Legislation introduced by Assemblyman Avi Schnall (D-30) passed the Assembly Telecommunications and Utilities Committee in a 5-1 vote. The bill targets the unchecked profit margins of electric utility companies, which rake in billions in profit while passing the burden of infrastructure upgrades directly onto consumers.
Under current law, electric utility providers are allowed to invest in infrastructure improvements and then recoup those costs — plus profit — through rate hikes approved by the New Jersey Board of Public Utilities (BPU). However, there is no defined mechanism in place to cap those profit margins, even as customers shoulder ever-increasing bills.
“New Jersey residents are not ATM machines,” said Assemblyman Schnall. “With electricity rates set to spike again in June, we must act decisively to curb runaway costs and put consumers first — not corporate profits.”
Assemblyman Schnall’s legislation, A-5436, would require the BPU to determine the lowest reasonable profit margin for utility companies and cap customer rate increases accordingly.

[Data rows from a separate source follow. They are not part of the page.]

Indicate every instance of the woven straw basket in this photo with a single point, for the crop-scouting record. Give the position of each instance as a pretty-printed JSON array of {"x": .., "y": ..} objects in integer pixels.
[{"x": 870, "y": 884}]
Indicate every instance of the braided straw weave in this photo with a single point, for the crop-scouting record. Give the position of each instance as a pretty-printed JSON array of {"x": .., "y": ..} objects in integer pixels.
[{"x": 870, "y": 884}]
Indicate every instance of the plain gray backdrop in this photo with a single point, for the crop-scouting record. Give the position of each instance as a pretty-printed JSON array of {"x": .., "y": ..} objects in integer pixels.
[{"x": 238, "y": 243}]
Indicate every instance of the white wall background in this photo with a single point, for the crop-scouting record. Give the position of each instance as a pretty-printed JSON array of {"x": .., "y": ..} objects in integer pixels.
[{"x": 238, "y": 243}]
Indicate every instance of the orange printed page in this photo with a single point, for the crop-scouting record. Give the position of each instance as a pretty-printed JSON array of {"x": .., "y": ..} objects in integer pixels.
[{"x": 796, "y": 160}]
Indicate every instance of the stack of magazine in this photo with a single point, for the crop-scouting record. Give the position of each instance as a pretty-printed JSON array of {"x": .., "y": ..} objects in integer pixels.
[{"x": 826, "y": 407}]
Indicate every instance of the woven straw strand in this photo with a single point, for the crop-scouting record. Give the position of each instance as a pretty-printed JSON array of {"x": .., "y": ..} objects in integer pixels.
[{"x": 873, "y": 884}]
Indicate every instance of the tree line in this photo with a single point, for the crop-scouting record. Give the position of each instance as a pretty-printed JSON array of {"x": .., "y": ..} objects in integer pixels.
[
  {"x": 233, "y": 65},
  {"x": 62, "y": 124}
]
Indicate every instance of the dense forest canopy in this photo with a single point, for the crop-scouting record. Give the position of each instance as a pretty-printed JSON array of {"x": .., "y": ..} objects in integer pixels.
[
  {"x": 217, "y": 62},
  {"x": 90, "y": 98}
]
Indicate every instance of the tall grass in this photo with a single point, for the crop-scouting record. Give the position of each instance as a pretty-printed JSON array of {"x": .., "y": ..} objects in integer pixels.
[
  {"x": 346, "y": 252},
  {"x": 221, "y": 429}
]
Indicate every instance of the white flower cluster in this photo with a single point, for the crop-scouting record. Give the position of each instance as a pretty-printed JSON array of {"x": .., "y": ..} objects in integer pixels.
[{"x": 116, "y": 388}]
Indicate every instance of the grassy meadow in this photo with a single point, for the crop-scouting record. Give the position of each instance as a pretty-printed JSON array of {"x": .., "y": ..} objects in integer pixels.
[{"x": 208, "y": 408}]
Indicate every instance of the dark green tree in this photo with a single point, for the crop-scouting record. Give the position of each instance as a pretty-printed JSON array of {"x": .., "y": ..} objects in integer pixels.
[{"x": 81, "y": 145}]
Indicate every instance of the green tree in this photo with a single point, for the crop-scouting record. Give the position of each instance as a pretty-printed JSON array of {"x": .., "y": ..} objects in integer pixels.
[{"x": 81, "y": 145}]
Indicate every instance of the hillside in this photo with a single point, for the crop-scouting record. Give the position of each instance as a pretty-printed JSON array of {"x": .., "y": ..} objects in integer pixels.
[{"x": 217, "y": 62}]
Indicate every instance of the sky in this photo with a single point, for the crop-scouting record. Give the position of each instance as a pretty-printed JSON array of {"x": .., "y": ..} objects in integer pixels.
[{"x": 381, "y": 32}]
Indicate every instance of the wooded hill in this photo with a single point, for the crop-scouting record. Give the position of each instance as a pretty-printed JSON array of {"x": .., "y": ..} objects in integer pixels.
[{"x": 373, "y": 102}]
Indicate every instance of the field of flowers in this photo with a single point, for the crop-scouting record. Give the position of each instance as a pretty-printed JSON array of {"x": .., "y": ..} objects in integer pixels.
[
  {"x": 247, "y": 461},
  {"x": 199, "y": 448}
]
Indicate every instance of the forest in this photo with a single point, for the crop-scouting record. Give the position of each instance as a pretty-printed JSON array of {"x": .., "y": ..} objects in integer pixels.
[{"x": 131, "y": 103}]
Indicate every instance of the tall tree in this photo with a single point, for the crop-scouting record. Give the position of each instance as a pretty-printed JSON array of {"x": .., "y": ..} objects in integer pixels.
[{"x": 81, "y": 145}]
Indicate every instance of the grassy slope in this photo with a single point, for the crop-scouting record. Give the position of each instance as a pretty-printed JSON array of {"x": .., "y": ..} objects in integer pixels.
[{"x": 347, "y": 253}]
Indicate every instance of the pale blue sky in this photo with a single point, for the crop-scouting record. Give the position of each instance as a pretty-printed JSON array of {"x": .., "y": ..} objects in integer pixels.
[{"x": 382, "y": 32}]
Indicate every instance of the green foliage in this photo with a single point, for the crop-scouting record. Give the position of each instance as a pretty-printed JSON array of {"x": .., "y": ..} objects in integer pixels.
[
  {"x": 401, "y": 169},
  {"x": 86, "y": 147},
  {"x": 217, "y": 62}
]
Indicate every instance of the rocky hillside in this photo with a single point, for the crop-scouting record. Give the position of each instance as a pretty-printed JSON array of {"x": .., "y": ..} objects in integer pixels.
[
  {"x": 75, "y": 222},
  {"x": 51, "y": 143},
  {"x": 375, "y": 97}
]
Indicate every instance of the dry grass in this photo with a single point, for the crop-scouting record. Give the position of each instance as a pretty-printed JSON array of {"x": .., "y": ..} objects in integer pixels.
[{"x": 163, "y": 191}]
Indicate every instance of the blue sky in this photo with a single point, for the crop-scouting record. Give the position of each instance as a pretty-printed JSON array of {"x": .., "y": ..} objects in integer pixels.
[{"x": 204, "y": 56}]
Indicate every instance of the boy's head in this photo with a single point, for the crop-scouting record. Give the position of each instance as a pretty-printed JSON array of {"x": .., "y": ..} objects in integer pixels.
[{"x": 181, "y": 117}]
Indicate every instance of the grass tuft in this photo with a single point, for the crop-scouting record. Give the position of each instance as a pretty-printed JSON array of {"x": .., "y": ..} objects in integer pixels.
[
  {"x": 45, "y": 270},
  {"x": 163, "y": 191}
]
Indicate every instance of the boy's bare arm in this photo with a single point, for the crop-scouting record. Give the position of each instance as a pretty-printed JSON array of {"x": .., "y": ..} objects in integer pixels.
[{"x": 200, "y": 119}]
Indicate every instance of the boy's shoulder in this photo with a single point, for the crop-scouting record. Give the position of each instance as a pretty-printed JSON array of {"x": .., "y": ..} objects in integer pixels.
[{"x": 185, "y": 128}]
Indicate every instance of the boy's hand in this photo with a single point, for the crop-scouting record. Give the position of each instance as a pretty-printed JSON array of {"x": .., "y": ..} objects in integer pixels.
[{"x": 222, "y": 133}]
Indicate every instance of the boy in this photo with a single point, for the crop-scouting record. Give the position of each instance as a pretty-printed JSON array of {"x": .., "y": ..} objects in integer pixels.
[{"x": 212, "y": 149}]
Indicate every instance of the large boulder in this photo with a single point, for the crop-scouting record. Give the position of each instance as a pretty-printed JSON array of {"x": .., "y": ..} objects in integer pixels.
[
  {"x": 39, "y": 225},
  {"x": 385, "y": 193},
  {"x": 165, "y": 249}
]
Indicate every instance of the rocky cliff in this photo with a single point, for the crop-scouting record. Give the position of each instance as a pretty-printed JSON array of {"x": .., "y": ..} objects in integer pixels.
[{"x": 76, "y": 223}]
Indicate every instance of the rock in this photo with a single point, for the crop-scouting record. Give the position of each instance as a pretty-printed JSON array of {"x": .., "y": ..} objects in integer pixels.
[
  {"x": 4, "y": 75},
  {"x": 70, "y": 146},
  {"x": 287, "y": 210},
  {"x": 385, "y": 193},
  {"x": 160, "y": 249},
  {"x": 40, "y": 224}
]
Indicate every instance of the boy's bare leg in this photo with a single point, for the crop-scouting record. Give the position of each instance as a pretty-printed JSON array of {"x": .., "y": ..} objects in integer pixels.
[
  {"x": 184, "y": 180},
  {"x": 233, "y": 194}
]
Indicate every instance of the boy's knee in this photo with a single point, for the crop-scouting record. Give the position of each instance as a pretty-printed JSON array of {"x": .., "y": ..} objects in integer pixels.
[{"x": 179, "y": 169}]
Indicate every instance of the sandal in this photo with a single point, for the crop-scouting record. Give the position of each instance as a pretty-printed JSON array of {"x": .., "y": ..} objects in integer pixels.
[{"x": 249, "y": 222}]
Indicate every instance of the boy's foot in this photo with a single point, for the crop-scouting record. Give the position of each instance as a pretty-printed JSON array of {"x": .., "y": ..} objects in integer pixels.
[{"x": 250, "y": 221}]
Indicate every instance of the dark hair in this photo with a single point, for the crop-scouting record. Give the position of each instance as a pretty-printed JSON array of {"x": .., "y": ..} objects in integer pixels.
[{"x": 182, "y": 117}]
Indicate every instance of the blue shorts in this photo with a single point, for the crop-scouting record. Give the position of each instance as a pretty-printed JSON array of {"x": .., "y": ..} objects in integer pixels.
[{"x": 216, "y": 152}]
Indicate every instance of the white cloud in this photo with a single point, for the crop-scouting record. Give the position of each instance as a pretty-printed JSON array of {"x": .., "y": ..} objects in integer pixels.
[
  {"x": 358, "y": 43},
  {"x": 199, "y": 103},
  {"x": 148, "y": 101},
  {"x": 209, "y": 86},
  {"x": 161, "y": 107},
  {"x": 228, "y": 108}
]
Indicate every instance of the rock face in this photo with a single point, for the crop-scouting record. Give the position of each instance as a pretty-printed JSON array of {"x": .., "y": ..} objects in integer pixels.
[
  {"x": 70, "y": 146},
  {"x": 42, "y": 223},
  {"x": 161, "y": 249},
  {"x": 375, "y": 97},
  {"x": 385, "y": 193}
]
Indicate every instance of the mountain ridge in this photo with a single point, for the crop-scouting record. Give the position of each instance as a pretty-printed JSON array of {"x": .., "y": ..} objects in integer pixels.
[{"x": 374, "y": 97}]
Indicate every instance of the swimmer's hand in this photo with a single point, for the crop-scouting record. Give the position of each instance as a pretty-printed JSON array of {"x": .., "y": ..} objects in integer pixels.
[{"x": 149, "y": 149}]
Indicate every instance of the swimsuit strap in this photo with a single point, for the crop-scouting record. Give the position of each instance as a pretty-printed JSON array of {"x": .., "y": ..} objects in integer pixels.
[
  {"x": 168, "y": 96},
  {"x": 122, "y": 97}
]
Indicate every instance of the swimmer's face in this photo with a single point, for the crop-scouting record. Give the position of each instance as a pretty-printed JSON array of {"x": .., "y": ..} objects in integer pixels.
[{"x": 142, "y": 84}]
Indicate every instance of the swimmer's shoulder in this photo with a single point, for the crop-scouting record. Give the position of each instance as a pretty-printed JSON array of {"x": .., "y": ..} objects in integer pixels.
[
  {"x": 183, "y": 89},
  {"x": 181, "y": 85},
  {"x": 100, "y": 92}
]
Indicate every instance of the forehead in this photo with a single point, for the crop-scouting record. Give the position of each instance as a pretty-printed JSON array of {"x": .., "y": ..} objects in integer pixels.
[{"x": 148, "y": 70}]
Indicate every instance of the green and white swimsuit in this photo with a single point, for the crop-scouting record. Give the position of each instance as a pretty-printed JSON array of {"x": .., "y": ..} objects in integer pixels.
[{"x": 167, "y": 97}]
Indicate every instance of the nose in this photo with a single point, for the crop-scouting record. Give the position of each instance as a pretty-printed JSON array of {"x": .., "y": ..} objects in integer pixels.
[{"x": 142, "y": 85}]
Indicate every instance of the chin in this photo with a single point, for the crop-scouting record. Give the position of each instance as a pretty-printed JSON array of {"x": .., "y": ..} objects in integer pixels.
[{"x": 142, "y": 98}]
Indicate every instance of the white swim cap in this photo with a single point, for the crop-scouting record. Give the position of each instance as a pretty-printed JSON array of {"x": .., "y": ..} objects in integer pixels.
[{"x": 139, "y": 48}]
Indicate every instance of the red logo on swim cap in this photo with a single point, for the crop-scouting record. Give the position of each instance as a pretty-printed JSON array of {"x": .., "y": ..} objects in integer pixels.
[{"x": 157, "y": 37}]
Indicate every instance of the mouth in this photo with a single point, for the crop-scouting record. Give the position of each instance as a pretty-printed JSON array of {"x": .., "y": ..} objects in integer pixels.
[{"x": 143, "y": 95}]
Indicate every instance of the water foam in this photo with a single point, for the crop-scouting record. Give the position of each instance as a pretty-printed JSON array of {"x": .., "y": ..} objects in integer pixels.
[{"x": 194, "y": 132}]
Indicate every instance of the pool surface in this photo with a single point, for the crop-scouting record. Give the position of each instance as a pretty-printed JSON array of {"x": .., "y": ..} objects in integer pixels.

This ensures that utility providers can continue to modernize and maintain infrastructure without generating excessive profit at the public’s expense.
“Utility companies are posting billions in annual profit, while too many families are forced to choose between paying the electric bill or putting food on the table,” Schnall added. “This legislation strikes a balance: it safeguards critical infrastructure investment while putting an end to unchecked profiteering.”